2008 AMERICAN LEAGUE THREE-LINE TEAM PREVIEWS

BALTIMORE

Is it too late to call Cal?
Or even Bob Bonner?
With Hernandez or Fahey, the season’s a goner.

BOSTON

The pitching staff is shot to hell.
With Schilling, Beckett, and Colon unwell,
They’re Dice-rolling at the opening bell.

CHICAGO

Will the Sox get greedy
With Crede?
Watch your back, Ozzie—or, rather, watch Joe’s.

CLEVELAND

It’s time for the talent to show.
And with any luck (please, God)…
Maybe a new logo?

DETROIT

No injury worries—not even a tinge!
When any Tiger feels a twinge,
They’ll call on Brandon Inge.

KANSAS CITY

Tote that Bale, lift that Gload,
Another long year in KC?
Or a renaissance? These kids are beginning to be.

LOS ANGELES

K-Rod,
And Vlad the Impaler,
And a bunch of young pitchers hopping out of a trailer.

MINNESOTA

No cash for Johan or Torii,
But there’s money for Nathan—within reason—
Though he pitches just 70 innings a season.

NEW YORK STATE OF MIND

The Yankees won’t listen to reason!!
They’ll pull out their Wang
To open the season!!

OAKLAND

What’s that sound from the Street?
Is it Foulke music so sweet?
Oh, it’s Rich Harden’s shoulder, grinding like meat.

SEATTLE

Half the team has reached the big three-oh,
And aside from Ichiro,
There’s a lot of “don’t know.”

TAMPA BAY

They sent Longoria to Triple-A
To reduce his service time? Feh!
This franchise is still the pride of Mephistofele.

TEXAS

Trouble children, like Bradley and Hamilton,
And a pitching staff
Of no wheat and all chaff.

TORONTO

Toronto has Coats.
Maybe they’ll avoid
A cold April.

Posted 3/31/08

These are a Few of My Favorite Things

by Sandy Marshall

What’s your favorite food?
What’s your favorite color?
Who’s your favorite player?
Mine’s Tommy Herr.

Who’s from Pennsylvania?
Who likes to play Second?
Who’s an All Star?
I bet it’s Tom Herr.

Who passed the torch?
The pro baseball torch?
Following footsteps…
His Dad is Tom Herr.

Who’s a Cardinal, Met, Twin,
And a Philly for sure?
Who’s the Giant of All?
You know it’s Tom Herr!

Posted 9/21/07 

1983 Minnesota Twins Poem

by Justin Kaufmann

(clearing throat) Hello. I would like to read a poem entitled “Today, your 1983 Minnesota Twins starting line-up is….”

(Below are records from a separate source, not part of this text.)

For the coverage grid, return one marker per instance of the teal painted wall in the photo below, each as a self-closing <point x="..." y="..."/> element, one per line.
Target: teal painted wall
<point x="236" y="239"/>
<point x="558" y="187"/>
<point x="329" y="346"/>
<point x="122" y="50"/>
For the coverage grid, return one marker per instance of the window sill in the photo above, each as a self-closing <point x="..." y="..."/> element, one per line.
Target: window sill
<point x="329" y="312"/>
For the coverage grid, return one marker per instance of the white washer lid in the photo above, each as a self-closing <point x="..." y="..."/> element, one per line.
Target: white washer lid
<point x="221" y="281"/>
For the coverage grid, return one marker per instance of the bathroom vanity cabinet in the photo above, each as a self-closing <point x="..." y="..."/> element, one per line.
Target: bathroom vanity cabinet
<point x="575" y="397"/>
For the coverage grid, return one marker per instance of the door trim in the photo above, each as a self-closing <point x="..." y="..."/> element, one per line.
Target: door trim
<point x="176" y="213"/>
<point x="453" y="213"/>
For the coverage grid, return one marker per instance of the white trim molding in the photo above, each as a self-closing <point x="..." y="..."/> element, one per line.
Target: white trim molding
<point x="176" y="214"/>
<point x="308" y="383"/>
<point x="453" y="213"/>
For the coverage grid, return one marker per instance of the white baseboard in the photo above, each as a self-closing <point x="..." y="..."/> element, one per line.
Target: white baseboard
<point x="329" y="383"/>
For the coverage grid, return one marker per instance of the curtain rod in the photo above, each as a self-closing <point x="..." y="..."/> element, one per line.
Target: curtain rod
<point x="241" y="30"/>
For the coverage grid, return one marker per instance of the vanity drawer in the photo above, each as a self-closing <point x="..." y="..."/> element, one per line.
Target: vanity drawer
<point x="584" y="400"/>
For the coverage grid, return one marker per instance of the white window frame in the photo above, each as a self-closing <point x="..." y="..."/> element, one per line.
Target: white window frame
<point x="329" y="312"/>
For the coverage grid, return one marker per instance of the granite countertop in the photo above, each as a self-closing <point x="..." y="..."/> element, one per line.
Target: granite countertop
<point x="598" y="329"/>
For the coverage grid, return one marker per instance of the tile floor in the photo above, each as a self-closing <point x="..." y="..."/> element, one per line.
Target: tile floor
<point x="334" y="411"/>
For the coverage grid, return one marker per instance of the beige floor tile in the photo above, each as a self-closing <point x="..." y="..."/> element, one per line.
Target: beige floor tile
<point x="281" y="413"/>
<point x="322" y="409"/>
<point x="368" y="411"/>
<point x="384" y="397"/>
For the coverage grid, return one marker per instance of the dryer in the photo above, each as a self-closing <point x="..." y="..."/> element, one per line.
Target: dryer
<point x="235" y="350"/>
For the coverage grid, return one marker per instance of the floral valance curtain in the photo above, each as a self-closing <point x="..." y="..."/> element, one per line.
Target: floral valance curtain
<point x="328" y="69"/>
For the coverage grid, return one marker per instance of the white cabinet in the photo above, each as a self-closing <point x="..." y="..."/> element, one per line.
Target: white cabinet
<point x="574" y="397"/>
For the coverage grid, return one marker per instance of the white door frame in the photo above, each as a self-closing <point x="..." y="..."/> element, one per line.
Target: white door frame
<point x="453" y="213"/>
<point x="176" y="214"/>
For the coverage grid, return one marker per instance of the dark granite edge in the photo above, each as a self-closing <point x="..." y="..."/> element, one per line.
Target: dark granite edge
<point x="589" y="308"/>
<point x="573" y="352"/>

(adjusting mic, deep breath)

“Ron Washington
Tim Teufel
Gary Gaetti
Kent Hrbek
Rusty Kuntz
Jim Eisenreich
Mickey Hatcher
Tom Brunansky
Tim Laudner
and Brad Havens.”

Thank you. (huge applause, no snapping)

(Justin’s site, with his comedy teammates: Schadenfreude.net)

Posted 9/4/2007

Dome for the Deranged

By Dean Weflen

O give us a home
Where no buffalo roam
Under tarp by the baggie we play,
Where echos are heard
While Punto’s at third,
And at first hear JM say, “Eh.”

Dome, Dome for the deranged,
Why ever play baseball outside?
Fly balls disappear,
and hit speakers we fear.
Those carpet burns sure hurt when you slide.